Toca era um personagem egresso do movimento de contracultura. Trabalhara no Cinema Novo, suas histórias sobre o surf ignoravam todos meus ídolos, fortemente admirados por mim. Isso não significa que não fosse antenado, pois era.

Apenas sua sensibilidade parecia captar coisas que para mim eram de um outro mundo. Com ele conheci personagens que logo alimentaram minha imaginação. À medida que o Toca levava-me para desbravar, era sim esse o termo exato, praias que me eram inacessíveis especialmente por não dirigir, da Zona Oeste do Rio de Janeiro, eu transformava-me em ouvinte de histórias maravilhosas, cheias de contratempo, praias desertas e desprendimento que tinham algo de maravilhoso.

Tratava-se do “pessoal das antigas”, era assim que de um modo respeitoso e admirado me referia a Renan Pitanguy, Rico de Souza, Pepê e Tito Rosemberg. Histórias de coragem, mares imensos, picos secretos. Não que os novos não tivessem tais qualidades, pois tinham, mas aqueles surfistas formados nos anos 70 eram pessoas diferentes para mim. Havia algo de misterioso naquela geração. Eram desbravadores de seu tempo, que se moviam por uma paixão, para mim, algo estranha.
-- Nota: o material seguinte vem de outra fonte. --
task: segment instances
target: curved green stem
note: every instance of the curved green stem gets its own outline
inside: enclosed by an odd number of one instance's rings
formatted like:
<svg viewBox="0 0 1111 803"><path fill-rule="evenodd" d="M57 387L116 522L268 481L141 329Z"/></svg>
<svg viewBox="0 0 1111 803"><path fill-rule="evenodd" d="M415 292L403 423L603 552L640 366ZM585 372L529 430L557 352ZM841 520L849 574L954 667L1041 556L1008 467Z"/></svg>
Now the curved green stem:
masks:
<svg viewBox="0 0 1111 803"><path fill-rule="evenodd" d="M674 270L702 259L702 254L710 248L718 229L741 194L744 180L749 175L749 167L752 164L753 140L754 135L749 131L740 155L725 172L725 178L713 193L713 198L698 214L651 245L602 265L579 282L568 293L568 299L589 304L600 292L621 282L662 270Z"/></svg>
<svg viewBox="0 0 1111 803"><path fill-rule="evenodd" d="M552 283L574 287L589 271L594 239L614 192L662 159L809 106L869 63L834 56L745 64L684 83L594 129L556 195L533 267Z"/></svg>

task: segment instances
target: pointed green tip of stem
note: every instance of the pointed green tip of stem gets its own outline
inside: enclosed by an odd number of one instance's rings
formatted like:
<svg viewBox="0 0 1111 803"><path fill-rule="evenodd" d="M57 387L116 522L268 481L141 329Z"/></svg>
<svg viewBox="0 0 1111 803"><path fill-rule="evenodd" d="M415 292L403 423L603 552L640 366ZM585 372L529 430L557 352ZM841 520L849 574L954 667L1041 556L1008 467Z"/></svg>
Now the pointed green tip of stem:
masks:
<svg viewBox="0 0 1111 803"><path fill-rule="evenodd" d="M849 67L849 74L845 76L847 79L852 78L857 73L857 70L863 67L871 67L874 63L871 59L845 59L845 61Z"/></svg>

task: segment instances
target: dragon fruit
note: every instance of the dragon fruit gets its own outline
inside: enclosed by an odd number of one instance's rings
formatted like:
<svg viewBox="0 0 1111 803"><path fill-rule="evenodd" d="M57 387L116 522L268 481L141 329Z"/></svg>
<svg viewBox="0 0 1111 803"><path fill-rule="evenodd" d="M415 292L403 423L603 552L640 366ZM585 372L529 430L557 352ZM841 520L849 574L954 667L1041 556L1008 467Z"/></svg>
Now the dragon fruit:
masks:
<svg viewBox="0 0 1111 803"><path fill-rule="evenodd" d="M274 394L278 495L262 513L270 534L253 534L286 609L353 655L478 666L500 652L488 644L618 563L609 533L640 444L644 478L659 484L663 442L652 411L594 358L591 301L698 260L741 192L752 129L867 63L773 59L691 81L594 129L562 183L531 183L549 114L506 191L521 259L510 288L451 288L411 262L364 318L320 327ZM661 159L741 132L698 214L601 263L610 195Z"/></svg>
Nunca conheci pessoalmente nenhum deles, mas à medida que desbravava as “praias desérticas” da minha juventude, Grumari e Prainha, conhecia também um outro mundo, com outras trilhas sonoras - como disse Fred D’Orey certa vez - repletas de longos solos de guitarra.

A minha memória de juventude é justamente o contato desses dois mundos que de modo geral se mantém vivos em mim. Por isso, lembro-me de meu quarto na adolescência como a expressão desse encontro de gerações. Ainda posso ver minha primeira prancha, uma gun vermelha shepeada pelo Rico de Souza, ao lado de uma foto de Daniel Friedman grudada na parede. Na estante, algumas revistas de surf empilhadas e na TV, Ricardo Bocão apresentava uma matéria sobre a última vitória de Fábio Gouveia.

O fato é que o surf já possui uma história e, porque não, uma genética própria. E mesmo que não saibamos, somos todos herdeiros de uma tradição que em nós deixam marcas profundas, nem sempre evidentes, mas que nos constitui como membros de uma comunidade.

Ao ver a onda de Brunos Santos na Cacimba, acredito que a razão de meu alumbramento foi justamente ver concentrado em um único instante duas importantes matrizes da cultura surf. Havia ali algo de moderno materializado no espaço do campeonato, limitado pelo tempo da bateria e sobretudo pelo registro ao vivo proporcionado pela internet; mas havia também a linha despreocupada, o surf que não se degladia com a onda, o risco inconsequente. Em Bruno Santos, como em Rob Machado e no homem de outro planeta que é Tom Currem, a tradição se concentra como síntese.

Se o tempo de minha juventude foi o tempo em que as gerações se dividiram para poderem afirmar-se como representantes de um tempo histórico preciso, ele também foi o tempo de comunhão e harmonia. E era isso que, acredito, aquela onda me avisava.

Por isso toda astúcia capaz de catalogar e explicar as diferenças entre um período e outro de nossa história cai por terra quando em uma única onda somos levados à certeza de que os córregos que constituem nossa tribo desenbocam, vez ou outra, em um único e volumoso rio.

É nesse momento que, sem querer, a memória involuntariamente evocada serve para lembrar-nos o que, teimosamente, tentamos separar.